The UK's National Crime Agency is on a roll. It's taken a while for the successor to so many different organisations to get its act properly together, demonstrating the constant shuffling around of people and responsibilities detracts from their ability to do the job. The men and women of the NCA are a hard-working and bright bunch and recent results show that if they are left to their own devices, and given time to execute sensible plans, they do exactly as they are supposed to do: get convictions, often where they were apparently unlikely.
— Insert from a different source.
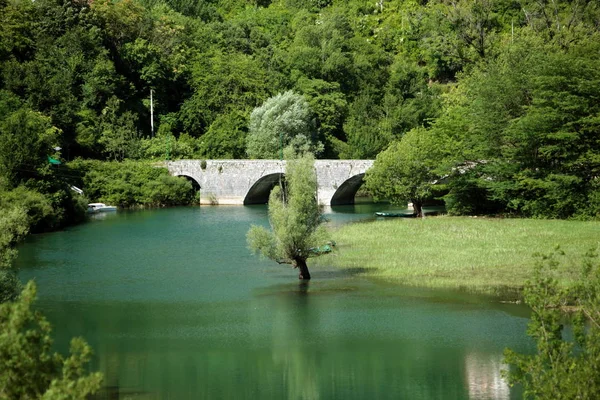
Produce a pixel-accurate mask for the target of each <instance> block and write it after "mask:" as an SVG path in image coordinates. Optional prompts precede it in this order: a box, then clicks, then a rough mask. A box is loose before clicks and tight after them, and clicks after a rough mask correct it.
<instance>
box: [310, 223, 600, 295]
mask: <svg viewBox="0 0 600 400" xmlns="http://www.w3.org/2000/svg"><path fill="white" fill-rule="evenodd" d="M332 237H333V239H334V240H335V241H336V242H337V251H335V252H334V253H332V254H331V255H328V256H325V257H320V258H319V259H318V261H317V260H315V261H312V260H311V263H312V264H316V265H317V266H318V265H333V266H335V267H338V268H348V269H352V270H358V271H364V273H365V274H367V275H369V276H373V277H378V278H383V279H387V280H395V281H398V282H400V283H403V284H407V285H414V286H425V287H446V288H464V289H467V290H473V291H478V292H499V291H502V290H505V289H506V288H509V289H517V288H520V287H521V286H522V285H523V284H524V283H525V281H526V280H527V279H528V278H529V277H530V276H531V272H532V270H533V267H534V265H535V263H536V262H537V260H539V258H536V257H534V256H533V255H534V253H542V254H549V253H552V252H553V250H554V249H555V248H556V246H560V248H561V250H563V251H564V252H565V256H561V257H559V259H560V261H561V265H560V269H559V276H560V279H561V280H562V281H564V282H565V283H568V282H569V281H570V280H572V279H573V278H574V277H575V276H576V275H578V274H579V271H580V269H581V265H582V258H583V255H584V254H585V253H586V252H587V251H588V250H590V249H594V250H598V249H599V248H600V222H580V221H557V220H531V219H496V218H469V217H446V216H441V217H430V218H426V219H404V218H401V219H389V220H378V221H374V222H366V223H355V224H349V225H345V226H342V227H341V228H339V229H337V230H335V231H334V232H333V233H332Z"/></svg>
One, yesterday, makes the point nicely.

The NCA says "Brian Capon, 34, and Michael Downes 32, was so strong the pair pleaded guilty to conspiring to supply 58.5 kg of cocaine, 69kg of cannabis and 55kg of cannabis resin."

What is so impressive is that the NCA built the case without finding the drugs to which the charges relate. Even more impressive was that the NCA built the case in only two months, in 2017. Then it was handed over to the Crown Prosecution Service and almost exactly two years passed before the trial concluded in the absence of a third defendant, Kurt McDonough , who, witnesses say, took a ferry to Belfast since when the authorities have not heard or seen of him since. The NCA's response to that? "“Anyone helping McDonough or actively frustrating our efforts to find him could be arrested for assisting an offender."

During the rapid investigation, NCA officers monitored various forms of communication and searched several properties. They found "cash, cash counting machines and lists detailing drugs deals and money made from the selling of Class A and B drugs. It is from these debtors’ lists and covert recordings of conversations that led to the convictions."

The sentences were not light: Capon, originally of Moreton Avenue, Stretford, Manchester, and Downes, of no fixed abode, pleaded guilty and were jailed for 16 years and eight months and 11 years respectively yesterday at Manchester Crown Court, says the NCA.

One hopes that whoever forms the next UK government doesn't spoil it all with another "hey, look what we are doing" reorganisation.